The Devil Wearing Prada
Obama's big-name tour makes its next stop on Thursday at Sarah Jessica Parker's place in the West Village of New York City. The "Sex and the City" star, who is married to actor Matthew Broderick, is hosting a cozy $40,000-per-person fundraiser along with Vogue editor-in-chief Anna Wintour.
The president and first lady Michelle Obama will then appear at a second glitzy fundraiser in Manhattan, headlined by a performance by Mariah Carey.
While Democrats have long held political and ideological ties to the TV and movie industry, the dynamic is different this time for Obama.

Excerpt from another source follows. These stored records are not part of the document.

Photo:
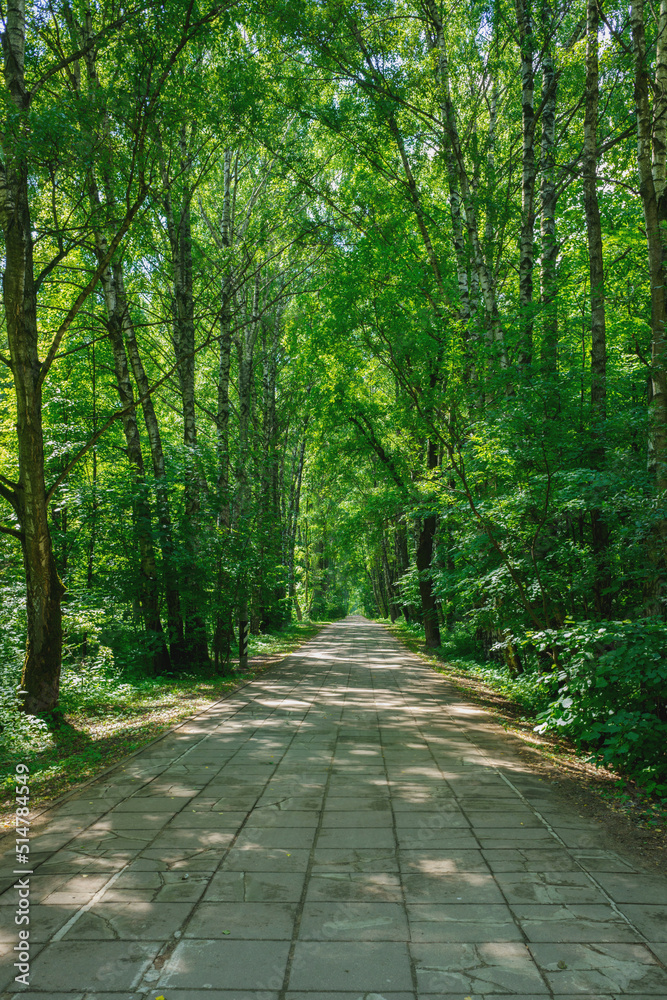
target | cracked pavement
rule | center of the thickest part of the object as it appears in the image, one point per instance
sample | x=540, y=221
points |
x=345, y=827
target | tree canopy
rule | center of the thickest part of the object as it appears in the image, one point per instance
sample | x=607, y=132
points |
x=315, y=307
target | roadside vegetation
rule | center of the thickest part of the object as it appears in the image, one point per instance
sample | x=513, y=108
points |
x=106, y=714
x=528, y=705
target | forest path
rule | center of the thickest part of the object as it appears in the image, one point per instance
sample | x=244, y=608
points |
x=343, y=827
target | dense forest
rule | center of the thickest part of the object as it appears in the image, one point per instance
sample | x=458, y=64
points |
x=314, y=307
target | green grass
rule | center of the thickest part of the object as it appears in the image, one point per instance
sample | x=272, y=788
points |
x=515, y=701
x=103, y=717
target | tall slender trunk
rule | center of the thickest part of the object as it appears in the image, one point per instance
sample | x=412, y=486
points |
x=246, y=351
x=651, y=146
x=484, y=279
x=293, y=519
x=90, y=561
x=599, y=529
x=549, y=248
x=179, y=227
x=172, y=598
x=41, y=669
x=425, y=550
x=526, y=240
x=455, y=200
x=142, y=515
x=224, y=629
x=117, y=320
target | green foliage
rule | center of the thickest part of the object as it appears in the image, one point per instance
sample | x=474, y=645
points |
x=612, y=684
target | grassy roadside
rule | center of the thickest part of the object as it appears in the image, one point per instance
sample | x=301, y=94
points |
x=646, y=814
x=108, y=717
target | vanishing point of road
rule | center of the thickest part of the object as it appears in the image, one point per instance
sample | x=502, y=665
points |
x=343, y=827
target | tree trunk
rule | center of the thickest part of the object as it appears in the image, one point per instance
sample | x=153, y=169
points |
x=179, y=227
x=599, y=530
x=526, y=239
x=246, y=351
x=41, y=669
x=650, y=164
x=425, y=548
x=172, y=598
x=549, y=249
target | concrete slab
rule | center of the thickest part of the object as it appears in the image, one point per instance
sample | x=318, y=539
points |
x=341, y=831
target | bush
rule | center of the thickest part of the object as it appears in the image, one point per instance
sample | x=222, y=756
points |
x=612, y=694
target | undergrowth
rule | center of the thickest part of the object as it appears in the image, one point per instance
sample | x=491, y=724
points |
x=602, y=696
x=105, y=713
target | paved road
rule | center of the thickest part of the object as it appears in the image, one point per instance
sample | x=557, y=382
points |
x=342, y=828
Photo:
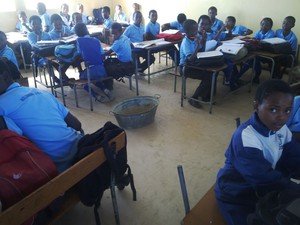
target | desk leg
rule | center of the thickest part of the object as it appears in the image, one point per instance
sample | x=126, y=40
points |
x=148, y=57
x=212, y=91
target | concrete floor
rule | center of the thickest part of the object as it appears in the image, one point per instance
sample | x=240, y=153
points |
x=179, y=135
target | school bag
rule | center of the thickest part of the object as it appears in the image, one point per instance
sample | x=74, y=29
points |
x=92, y=187
x=277, y=208
x=23, y=168
x=66, y=53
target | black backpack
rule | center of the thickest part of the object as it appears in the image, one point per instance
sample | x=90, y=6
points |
x=113, y=172
x=277, y=208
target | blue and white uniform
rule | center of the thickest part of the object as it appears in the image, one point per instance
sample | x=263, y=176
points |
x=41, y=118
x=258, y=161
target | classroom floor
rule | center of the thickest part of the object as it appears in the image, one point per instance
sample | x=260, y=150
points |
x=179, y=135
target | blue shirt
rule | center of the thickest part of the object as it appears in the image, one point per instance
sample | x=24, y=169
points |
x=22, y=28
x=56, y=35
x=240, y=30
x=177, y=25
x=41, y=118
x=257, y=162
x=122, y=48
x=9, y=54
x=153, y=28
x=33, y=38
x=294, y=121
x=135, y=33
x=46, y=21
x=107, y=23
x=291, y=38
x=260, y=36
x=216, y=26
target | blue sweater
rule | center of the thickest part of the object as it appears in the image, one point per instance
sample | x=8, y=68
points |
x=258, y=161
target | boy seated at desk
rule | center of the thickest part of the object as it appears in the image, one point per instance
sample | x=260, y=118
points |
x=122, y=65
x=135, y=33
x=6, y=53
x=191, y=44
x=23, y=24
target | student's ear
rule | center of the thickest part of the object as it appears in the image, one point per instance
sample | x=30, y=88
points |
x=255, y=105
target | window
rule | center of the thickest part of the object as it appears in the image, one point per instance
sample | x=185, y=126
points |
x=7, y=6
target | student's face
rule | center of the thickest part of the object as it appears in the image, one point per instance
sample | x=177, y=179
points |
x=287, y=25
x=275, y=110
x=212, y=14
x=115, y=34
x=3, y=41
x=137, y=18
x=265, y=26
x=191, y=33
x=153, y=17
x=22, y=18
x=204, y=25
x=36, y=26
x=105, y=14
x=57, y=25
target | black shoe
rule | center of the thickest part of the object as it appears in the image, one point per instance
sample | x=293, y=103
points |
x=194, y=103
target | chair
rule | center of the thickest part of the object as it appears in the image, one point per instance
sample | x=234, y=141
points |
x=90, y=49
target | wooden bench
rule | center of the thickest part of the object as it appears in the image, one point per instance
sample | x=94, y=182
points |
x=205, y=212
x=63, y=183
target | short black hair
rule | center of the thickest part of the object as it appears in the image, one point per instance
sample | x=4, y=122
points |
x=188, y=24
x=204, y=17
x=232, y=18
x=55, y=17
x=106, y=8
x=34, y=17
x=181, y=18
x=81, y=29
x=265, y=89
x=116, y=26
x=152, y=11
x=291, y=18
x=268, y=19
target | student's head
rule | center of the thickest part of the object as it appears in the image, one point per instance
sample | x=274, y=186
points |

His own celebrity has faded a bit after more than three years in the slog of governing, and some reliable donors have gotten so used to seeing him, they want more — like a real movie star.
What's more, Obama's team is getting outraised by motivated Republicans in a new, freewheeling environment, one in which wealthy donors can give unlimited amounts of money to outside political groups, known as super PACs, that can have huge sway over the presidential race.
As one counter-response, Obama is borrowing on the power of entertainers to give big bucks themselves and to encourage others to give what they can.
The strategy holds the potential for peril. It allows opponents to paint Obama as hobnobbing for dollars with middle-class angst riding high. The Republican Party lampooned Obama as tone deaf when his campaign promoted the Parker/Wintour event the same day as news broke of climbing unemployment.